Bob Barker Helps Give Home to HIV-Infected Chimps
Retired game show host Bob Barker has made a generous donation to Chimp Haven that will provide immediate relief for five HIV-infected chimpanzees from Texas who desperately need a permanent home.
Barker learned that the chimps had been left behind at a facility that had closed down from overcrowding and a lack of money. Other sanctuaries took in many of the Texas facilities animals, but none wanted to take in Doc, JoJo, Murphy, Flick and Pierre because of their illness. The plight of the primates sent the television celebrity into action.
Barker’s contribution of $230,000 to Chimp Haven, Inc. will help the chimpanzee sanctuary begin building a habitat for the Texas chimpanzees. Barker will also be underwriting the cost of their care for one year.
He said of his actions, “These chimpanzees have spent their entire lives on concrete in cages. They will now be able to climb and swing and hoot through the forest-like surroundings of Chimp Haven. They are curious and smart and are expected to adapt well to their new surroundings.”

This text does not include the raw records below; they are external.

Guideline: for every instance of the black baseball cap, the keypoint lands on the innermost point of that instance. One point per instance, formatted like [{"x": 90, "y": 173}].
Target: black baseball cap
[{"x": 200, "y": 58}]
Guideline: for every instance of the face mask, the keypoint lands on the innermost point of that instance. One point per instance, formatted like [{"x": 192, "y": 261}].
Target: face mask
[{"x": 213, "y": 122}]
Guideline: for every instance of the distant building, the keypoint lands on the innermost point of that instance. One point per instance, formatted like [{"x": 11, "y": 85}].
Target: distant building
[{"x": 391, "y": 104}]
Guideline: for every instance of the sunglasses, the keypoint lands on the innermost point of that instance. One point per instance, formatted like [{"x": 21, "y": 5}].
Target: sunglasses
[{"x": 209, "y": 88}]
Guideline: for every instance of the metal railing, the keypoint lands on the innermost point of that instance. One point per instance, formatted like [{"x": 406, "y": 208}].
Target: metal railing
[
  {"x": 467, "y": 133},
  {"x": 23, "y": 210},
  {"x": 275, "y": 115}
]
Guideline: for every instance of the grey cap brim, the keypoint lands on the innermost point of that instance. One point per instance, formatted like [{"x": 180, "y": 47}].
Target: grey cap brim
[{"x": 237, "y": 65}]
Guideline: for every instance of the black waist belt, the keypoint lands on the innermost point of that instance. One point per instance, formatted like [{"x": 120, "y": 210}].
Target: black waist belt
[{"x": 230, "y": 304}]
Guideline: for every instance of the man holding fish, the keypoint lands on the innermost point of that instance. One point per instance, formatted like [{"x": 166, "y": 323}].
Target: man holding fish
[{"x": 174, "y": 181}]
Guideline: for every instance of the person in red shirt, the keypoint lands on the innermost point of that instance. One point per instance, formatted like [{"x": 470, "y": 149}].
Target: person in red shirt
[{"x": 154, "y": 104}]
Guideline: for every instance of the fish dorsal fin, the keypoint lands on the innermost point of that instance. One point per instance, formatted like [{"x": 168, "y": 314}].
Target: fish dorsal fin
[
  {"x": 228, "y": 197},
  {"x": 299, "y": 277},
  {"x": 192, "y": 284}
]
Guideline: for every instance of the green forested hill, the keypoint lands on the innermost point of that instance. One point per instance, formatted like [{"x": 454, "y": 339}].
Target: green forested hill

Chimp Haven President, Dr. Linda Brent, hopes that Barker’s generous gesture will inspire others to follow his lead. The sanctuary wants to expand its accommodations for non-government supported chimpanzees who are in need of a home. Barker’s donation helped the non-profit begin the process of expansion while also providing immediate relief to the five Texas chimps. But more money is needed for the sanctuary to complete its mission.
According to Chimp Haven, “The core construction to provide immediate refuge to the five chimpanzees is estimated to cost $170,000, but a minimum of an additional $200,000 is needed to complete the overall project.”
The mission of Chimp Haven is to provide a safe place for chimpanzees to live out their lives in a large, naturalistic enclosure. The primates housed in the sanctuary come from varying backgrounds. Some come from the entertainment industry, others come into the sanctuary after being retired from medical research, and other primates are those who were no longer wanted as pets.
The national chimpanzee sanctuary provides over 200 acres for chimps to be free and live in as if in the wild, with minimal human contact. The non-profit is located in Shreveport, Louisiana and uses the sanctuary as a way to educate the public about endangered nonhuman primates.